When I was pregnant with my first daughter, the discussion to search came up. My adoptive mother encouraged me to do so. After the birth of my oldest daughter, I had my first natural mother experience. Sandy was the city treasurer for the city that I worked for. I had mentioned my adoption to her. I had wanted to understand a little about the birth certificates and original birth certificates in Texas. I read the laws on them then. While in the hospital, Sandy came to visit. She told me that she was a natural mom. She had asked me if I had searched. I told her no because of costs and knowing how to do it. When I asked her the same question, she told me that she felt that she didn’t have the right to search. I told my adoptive mother about the experience. For a moment in time, I was her child and she was my mother. Two weeks after that, I found out that the original doctor that was supposed to deliver my oldest was arrested on charges stemming from black market baby dealing and drugs. I thank God was watching over me and my family at that time.

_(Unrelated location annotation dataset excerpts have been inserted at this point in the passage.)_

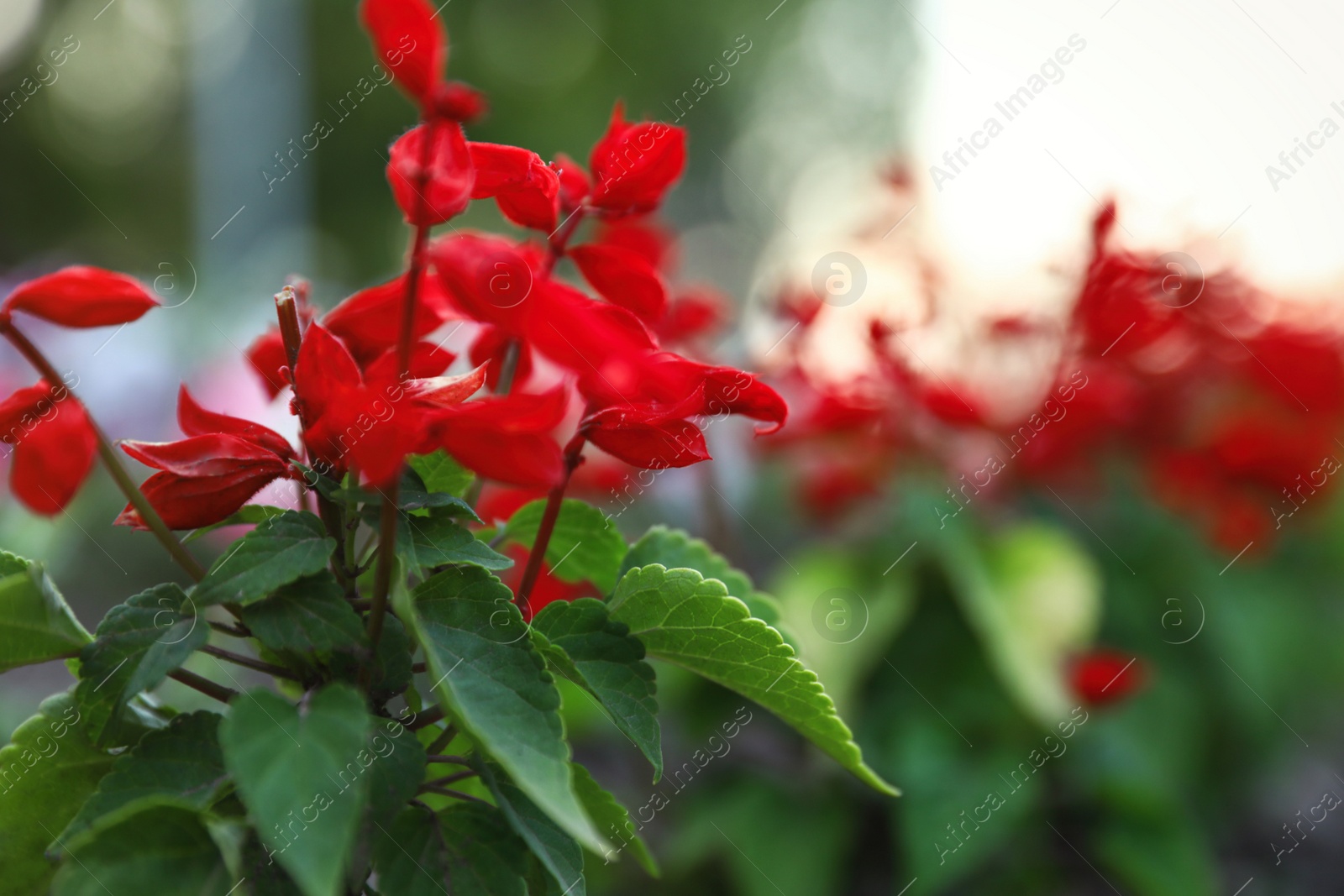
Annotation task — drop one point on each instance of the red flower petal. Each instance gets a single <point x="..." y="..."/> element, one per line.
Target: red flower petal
<point x="430" y="194"/>
<point x="633" y="165"/>
<point x="82" y="296"/>
<point x="622" y="277"/>
<point x="370" y="322"/>
<point x="190" y="503"/>
<point x="197" y="421"/>
<point x="54" y="446"/>
<point x="409" y="43"/>
<point x="1106" y="676"/>
<point x="268" y="358"/>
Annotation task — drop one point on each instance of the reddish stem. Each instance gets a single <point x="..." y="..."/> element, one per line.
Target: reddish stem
<point x="109" y="456"/>
<point x="573" y="456"/>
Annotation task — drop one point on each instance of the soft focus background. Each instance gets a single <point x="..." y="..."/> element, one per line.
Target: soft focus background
<point x="160" y="145"/>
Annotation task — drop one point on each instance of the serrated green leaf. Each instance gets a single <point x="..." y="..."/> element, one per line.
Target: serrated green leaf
<point x="436" y="539"/>
<point x="612" y="820"/>
<point x="253" y="513"/>
<point x="441" y="473"/>
<point x="309" y="616"/>
<point x="47" y="770"/>
<point x="181" y="761"/>
<point x="138" y="644"/>
<point x="554" y="848"/>
<point x="585" y="544"/>
<point x="611" y="667"/>
<point x="685" y="618"/>
<point x="281" y="550"/>
<point x="35" y="622"/>
<point x="302" y="775"/>
<point x="488" y="674"/>
<point x="161" y="849"/>
<point x="467" y="851"/>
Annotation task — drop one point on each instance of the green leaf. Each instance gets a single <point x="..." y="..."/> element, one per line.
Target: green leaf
<point x="138" y="644"/>
<point x="302" y="775"/>
<point x="436" y="539"/>
<point x="676" y="550"/>
<point x="163" y="851"/>
<point x="181" y="761"/>
<point x="585" y="546"/>
<point x="35" y="624"/>
<point x="246" y="513"/>
<point x="441" y="473"/>
<point x="488" y="674"/>
<point x="691" y="621"/>
<point x="46" y="773"/>
<point x="612" y="819"/>
<point x="554" y="848"/>
<point x="611" y="667"/>
<point x="467" y="851"/>
<point x="281" y="550"/>
<point x="309" y="616"/>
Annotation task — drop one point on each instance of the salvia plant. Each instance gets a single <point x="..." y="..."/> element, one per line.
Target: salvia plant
<point x="412" y="739"/>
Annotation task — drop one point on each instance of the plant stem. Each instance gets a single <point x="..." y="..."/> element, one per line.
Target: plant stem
<point x="237" y="658"/>
<point x="203" y="685"/>
<point x="573" y="456"/>
<point x="109" y="457"/>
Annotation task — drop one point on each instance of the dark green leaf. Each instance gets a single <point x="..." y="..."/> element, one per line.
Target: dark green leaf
<point x="165" y="851"/>
<point x="281" y="550"/>
<point x="612" y="820"/>
<point x="309" y="616"/>
<point x="138" y="645"/>
<point x="468" y="851"/>
<point x="691" y="621"/>
<point x="585" y="546"/>
<point x="46" y="773"/>
<point x="302" y="777"/>
<point x="35" y="624"/>
<point x="181" y="761"/>
<point x="554" y="848"/>
<point x="487" y="673"/>
<point x="441" y="473"/>
<point x="611" y="664"/>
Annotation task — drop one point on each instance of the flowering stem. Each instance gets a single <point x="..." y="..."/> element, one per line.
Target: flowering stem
<point x="573" y="456"/>
<point x="109" y="457"/>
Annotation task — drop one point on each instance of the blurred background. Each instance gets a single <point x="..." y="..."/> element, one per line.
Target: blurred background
<point x="907" y="206"/>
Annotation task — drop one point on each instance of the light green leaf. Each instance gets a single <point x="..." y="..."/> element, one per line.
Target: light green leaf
<point x="281" y="550"/>
<point x="181" y="761"/>
<point x="585" y="546"/>
<point x="309" y="616"/>
<point x="138" y="644"/>
<point x="611" y="667"/>
<point x="35" y="624"/>
<point x="612" y="819"/>
<point x="554" y="848"/>
<point x="46" y="773"/>
<point x="163" y="851"/>
<point x="468" y="848"/>
<point x="685" y="618"/>
<point x="441" y="473"/>
<point x="302" y="775"/>
<point x="487" y="673"/>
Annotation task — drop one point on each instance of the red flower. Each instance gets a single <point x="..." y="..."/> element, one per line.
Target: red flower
<point x="81" y="297"/>
<point x="54" y="445"/>
<point x="409" y="43"/>
<point x="1106" y="676"/>
<point x="430" y="188"/>
<point x="207" y="476"/>
<point x="524" y="187"/>
<point x="622" y="277"/>
<point x="635" y="164"/>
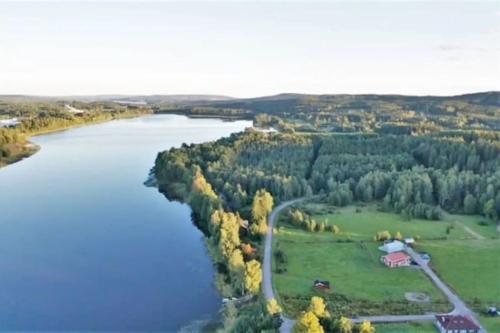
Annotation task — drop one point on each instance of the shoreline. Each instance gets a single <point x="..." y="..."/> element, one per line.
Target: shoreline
<point x="35" y="148"/>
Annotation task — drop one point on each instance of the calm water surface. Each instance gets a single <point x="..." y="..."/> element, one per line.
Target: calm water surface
<point x="84" y="245"/>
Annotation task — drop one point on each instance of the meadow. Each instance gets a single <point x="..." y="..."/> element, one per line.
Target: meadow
<point x="360" y="284"/>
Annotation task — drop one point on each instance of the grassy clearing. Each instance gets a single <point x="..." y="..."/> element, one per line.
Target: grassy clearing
<point x="473" y="222"/>
<point x="423" y="327"/>
<point x="362" y="223"/>
<point x="471" y="268"/>
<point x="359" y="280"/>
<point x="491" y="324"/>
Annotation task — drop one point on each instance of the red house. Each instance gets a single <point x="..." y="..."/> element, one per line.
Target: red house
<point x="456" y="324"/>
<point x="325" y="285"/>
<point x="396" y="259"/>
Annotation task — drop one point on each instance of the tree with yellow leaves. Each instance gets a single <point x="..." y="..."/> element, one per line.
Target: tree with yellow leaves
<point x="201" y="185"/>
<point x="308" y="323"/>
<point x="262" y="205"/>
<point x="237" y="270"/>
<point x="229" y="234"/>
<point x="318" y="307"/>
<point x="345" y="325"/>
<point x="273" y="308"/>
<point x="366" y="327"/>
<point x="253" y="276"/>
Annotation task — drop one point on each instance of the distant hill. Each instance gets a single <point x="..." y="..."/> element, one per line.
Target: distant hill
<point x="133" y="99"/>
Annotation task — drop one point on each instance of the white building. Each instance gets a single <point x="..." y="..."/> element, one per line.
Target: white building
<point x="9" y="123"/>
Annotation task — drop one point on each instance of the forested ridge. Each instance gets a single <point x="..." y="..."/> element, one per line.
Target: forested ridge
<point x="421" y="176"/>
<point x="39" y="117"/>
<point x="416" y="176"/>
<point x="389" y="114"/>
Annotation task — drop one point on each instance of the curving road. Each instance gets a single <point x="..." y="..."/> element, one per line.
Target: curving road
<point x="286" y="327"/>
<point x="267" y="283"/>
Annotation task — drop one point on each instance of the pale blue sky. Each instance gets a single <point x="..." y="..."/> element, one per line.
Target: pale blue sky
<point x="250" y="48"/>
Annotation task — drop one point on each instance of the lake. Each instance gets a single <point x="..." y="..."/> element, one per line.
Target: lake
<point x="84" y="245"/>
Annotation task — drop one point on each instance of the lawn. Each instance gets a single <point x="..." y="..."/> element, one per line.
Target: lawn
<point x="367" y="221"/>
<point x="471" y="268"/>
<point x="492" y="325"/>
<point x="353" y="269"/>
<point x="422" y="327"/>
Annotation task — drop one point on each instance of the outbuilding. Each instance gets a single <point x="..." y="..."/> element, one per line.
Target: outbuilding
<point x="394" y="246"/>
<point x="396" y="259"/>
<point x="320" y="284"/>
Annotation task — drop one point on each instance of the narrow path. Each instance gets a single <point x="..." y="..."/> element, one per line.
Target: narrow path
<point x="470" y="231"/>
<point x="267" y="284"/>
<point x="394" y="318"/>
<point x="460" y="308"/>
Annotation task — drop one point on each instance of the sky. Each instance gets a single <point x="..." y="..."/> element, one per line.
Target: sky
<point x="247" y="49"/>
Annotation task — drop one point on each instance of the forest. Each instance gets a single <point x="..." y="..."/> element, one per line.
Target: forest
<point x="417" y="176"/>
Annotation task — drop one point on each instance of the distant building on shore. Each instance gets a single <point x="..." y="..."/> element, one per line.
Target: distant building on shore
<point x="9" y="123"/>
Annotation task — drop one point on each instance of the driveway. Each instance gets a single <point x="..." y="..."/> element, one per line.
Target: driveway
<point x="460" y="308"/>
<point x="286" y="327"/>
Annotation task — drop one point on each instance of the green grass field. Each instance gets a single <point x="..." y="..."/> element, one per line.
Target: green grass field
<point x="361" y="285"/>
<point x="350" y="261"/>
<point x="365" y="224"/>
<point x="471" y="268"/>
<point x="352" y="268"/>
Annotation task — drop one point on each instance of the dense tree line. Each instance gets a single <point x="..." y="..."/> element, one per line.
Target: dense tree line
<point x="38" y="117"/>
<point x="415" y="176"/>
<point x="385" y="114"/>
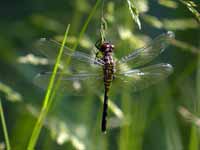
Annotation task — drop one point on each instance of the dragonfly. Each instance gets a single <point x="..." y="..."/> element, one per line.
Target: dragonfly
<point x="107" y="69"/>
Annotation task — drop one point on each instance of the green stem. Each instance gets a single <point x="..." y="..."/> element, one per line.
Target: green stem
<point x="4" y="127"/>
<point x="44" y="111"/>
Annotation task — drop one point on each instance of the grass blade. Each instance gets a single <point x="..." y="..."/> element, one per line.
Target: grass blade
<point x="134" y="13"/>
<point x="4" y="127"/>
<point x="44" y="111"/>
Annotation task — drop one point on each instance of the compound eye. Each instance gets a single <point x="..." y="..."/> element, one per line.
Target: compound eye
<point x="104" y="47"/>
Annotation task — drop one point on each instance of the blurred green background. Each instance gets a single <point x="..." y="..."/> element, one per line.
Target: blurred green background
<point x="162" y="117"/>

It was then my adoptive mother starting pushing me into searching. So I contacted the state and the agency. At that time, Catrina Carlisle was not in charge of the CI program at that agency. From what I have read on the IRS Form 990s, she wasn’t even working for the agency. I got considerable information on both of my natural parents. So I knew some information going into my active search in 2006.

In 2002, my adoptive father died. It was incredibly hard for me losing him. He was only 55 at the time of his death. His death damn near killed me emotionally and mentally. Shortly after his death, my adoptive mother stepped up the pressure to search even more so. She wanted us to be young enough to appreciate each other. She even initiated a search herself.

She has walked this road with me a majority of the time. It took me months to show her and my sisters the transcripts. I was so worried that it would hurt them. Now of course I have reason to doubt them. Months later my mother called Catrina Carlisle demanding that she tell me who my father was. When she got the reply message from the CI, she called me asking how I handle it. Its a tough road. Its one that I never wanted my own adoptive mother to hurt on. It really hurt me that she discovered how badly I hurt inside. It was a combination of her and a few great natural mothers that kept me sane in a not so sane frame of the adoptee mind. It was this combination that taught me compassion, love and respect for my natural mother. I understand why she would not want contact especially through the agency.

My advise to adoptive parents is this:

1. Get that OBC for your child. Keep all the records.
2. If you are in an open adoption, stick to it and work at it. It is for the benefit of your child.
3. No matter what you feel about your child’s natural parents, always always respect them in front of your child. Your child is a part of them. Without those parents, you would not be a parent.
4. If your child does eventually search, it is no reflection on your parenting skills or the love your child feels for you. Don’t deny your child his/her heritage. Keep in mind you have yours and its something that is probably commonplace for you. Your child doesn’t have that.